O fato de os prédios serem geminados também ampliou a tragédia, pois o Liberdade arrastou os edifícios de dez e de quatro andares. “Esse é um conceito antigo de construção”, diz o engenheiro Bianco. “Quando são grudados, a chance de um cair e levar o outro é enorme. O mesmo acontece numa situação de incêndio. O fogo derruba paredes, de forma que o prédio ao lado do que está pegando fogo é forte candidato a ser o próximo a incendiar.” Quando o Liberdade começou a desabar, cerca de 40 pessoas que estavam no edifício vizinho – que permaneceu inteiro – entraram em pânico. Com as escadas obstruídas por escombros, correram para a cobertura, de onde foram resgatadas pelos bombeiros.

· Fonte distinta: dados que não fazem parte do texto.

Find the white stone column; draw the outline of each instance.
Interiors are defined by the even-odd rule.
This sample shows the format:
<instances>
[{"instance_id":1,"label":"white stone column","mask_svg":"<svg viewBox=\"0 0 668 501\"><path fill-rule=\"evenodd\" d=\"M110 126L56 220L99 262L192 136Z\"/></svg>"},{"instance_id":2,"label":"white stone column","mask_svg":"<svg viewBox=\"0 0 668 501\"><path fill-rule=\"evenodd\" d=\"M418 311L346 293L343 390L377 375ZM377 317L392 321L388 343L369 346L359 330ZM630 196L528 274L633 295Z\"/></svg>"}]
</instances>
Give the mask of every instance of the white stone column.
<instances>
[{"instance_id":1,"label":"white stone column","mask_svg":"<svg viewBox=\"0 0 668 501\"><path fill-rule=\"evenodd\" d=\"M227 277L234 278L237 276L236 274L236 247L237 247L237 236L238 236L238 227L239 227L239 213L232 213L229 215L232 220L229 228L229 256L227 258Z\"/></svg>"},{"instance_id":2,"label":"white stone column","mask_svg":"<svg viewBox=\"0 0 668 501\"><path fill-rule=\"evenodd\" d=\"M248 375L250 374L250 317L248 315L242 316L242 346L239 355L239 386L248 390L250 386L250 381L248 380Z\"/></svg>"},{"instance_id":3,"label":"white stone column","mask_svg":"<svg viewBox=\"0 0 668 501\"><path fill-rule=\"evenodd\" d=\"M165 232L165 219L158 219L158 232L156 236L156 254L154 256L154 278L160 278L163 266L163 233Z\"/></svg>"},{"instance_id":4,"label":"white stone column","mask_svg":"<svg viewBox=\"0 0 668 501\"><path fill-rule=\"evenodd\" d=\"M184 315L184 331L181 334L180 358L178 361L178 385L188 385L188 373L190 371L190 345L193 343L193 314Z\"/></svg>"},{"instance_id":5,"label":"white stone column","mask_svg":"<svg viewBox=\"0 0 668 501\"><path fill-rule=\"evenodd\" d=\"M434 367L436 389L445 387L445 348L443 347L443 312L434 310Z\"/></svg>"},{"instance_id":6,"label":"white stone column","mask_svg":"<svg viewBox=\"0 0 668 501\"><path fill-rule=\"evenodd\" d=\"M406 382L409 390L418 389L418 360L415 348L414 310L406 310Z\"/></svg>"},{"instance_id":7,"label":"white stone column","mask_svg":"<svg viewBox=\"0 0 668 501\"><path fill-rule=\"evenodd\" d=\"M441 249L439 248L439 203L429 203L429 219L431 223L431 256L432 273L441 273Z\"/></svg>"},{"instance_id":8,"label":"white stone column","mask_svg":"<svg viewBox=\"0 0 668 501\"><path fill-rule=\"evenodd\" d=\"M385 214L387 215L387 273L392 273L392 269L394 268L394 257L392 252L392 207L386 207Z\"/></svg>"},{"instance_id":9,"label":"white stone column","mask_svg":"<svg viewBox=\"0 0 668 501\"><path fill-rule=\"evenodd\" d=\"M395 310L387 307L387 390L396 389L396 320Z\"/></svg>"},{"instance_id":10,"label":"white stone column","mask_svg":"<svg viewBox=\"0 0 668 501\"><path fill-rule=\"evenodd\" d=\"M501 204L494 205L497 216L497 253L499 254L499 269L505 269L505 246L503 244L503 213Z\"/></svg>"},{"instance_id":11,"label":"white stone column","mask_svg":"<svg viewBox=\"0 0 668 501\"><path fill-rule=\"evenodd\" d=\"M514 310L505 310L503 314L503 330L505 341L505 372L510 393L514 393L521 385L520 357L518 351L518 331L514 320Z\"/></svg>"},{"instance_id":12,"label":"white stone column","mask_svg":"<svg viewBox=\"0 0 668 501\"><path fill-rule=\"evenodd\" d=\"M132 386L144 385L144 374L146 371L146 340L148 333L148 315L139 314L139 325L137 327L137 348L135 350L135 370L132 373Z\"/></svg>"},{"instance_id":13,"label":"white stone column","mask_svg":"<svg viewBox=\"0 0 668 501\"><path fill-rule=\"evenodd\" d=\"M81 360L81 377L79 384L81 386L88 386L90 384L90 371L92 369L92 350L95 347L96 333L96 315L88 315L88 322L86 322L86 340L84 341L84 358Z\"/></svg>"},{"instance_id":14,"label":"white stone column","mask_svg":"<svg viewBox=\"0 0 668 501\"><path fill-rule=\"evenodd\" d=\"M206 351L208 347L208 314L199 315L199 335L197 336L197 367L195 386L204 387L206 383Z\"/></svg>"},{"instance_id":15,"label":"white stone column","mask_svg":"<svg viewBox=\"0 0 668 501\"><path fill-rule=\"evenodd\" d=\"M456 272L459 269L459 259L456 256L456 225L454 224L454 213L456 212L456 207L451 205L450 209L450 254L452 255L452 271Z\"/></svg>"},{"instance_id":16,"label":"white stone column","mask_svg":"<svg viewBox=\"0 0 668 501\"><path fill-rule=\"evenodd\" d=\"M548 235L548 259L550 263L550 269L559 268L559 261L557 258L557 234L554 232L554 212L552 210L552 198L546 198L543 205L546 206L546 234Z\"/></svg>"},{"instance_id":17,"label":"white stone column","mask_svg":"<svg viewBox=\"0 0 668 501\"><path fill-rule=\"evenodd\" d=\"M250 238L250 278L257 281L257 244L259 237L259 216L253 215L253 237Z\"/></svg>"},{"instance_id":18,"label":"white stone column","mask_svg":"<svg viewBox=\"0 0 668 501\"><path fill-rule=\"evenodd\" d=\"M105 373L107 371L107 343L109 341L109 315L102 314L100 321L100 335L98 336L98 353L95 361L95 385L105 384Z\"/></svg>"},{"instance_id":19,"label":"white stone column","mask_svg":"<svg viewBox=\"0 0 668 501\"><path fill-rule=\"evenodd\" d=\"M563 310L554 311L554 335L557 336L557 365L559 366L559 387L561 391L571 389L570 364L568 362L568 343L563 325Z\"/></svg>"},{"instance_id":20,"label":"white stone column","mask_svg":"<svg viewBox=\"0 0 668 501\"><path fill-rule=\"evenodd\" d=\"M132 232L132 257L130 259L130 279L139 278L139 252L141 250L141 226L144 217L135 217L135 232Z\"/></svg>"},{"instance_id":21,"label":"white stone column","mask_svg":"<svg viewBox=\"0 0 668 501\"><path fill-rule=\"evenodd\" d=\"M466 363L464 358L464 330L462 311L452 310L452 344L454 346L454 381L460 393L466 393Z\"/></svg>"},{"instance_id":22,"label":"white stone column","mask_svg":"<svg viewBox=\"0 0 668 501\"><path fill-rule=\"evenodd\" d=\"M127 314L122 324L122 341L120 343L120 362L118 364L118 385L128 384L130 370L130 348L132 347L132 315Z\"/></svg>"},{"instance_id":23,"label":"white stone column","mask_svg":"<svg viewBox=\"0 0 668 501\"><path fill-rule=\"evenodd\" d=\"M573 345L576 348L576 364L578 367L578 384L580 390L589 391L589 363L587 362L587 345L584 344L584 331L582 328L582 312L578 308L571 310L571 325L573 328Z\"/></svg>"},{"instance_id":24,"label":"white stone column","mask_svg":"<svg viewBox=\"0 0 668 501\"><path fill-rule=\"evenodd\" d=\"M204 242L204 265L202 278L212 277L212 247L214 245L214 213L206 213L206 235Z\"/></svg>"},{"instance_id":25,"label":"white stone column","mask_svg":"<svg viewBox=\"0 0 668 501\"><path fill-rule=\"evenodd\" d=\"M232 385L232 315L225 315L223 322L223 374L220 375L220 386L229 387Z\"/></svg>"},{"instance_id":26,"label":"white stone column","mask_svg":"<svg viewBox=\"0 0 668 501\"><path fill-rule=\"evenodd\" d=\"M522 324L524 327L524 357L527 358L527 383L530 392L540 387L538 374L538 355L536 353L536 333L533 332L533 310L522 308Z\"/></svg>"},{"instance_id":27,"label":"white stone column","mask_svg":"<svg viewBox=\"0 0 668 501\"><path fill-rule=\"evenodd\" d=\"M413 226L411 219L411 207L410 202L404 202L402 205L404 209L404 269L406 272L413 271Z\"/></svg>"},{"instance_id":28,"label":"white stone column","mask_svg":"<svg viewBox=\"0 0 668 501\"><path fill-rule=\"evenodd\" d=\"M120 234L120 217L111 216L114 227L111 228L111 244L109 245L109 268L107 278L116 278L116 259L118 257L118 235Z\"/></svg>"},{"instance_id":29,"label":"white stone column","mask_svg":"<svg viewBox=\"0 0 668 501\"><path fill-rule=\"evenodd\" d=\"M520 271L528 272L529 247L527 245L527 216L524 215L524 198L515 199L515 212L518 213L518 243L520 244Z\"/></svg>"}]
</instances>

A retirada dos restos dos três prédios que desabaram deve durar dois meses, de acordo com a previsão do secretário estadual de Defesa Civil, coronel Sérgio Simões. Cerca de 350 funcionários da prefeitura e 60 bombeiros trabalham na busca de vítimas e na retirada de escombros. Nas primeiras 48 horas, oito retroescavadeiras recolheram mais de 15 mil toneladas de entulhos e os caminhões fizeram cerca de 400 viagens para levar esse material ao local de armazenamento, onde será feito o trabalho pericial. O desmoronamento no coração financeiro carioca ganhou as manchetes mundiais. Palco de eventos esportivos internacionais como a Olimpíada de 2016 e uma das cidades que sediarão jogos da Copa do Mundo em 2014, o Rio quer ser citado em jornais estrangeiros por motivos mais nobres, e não por imprudências como essa.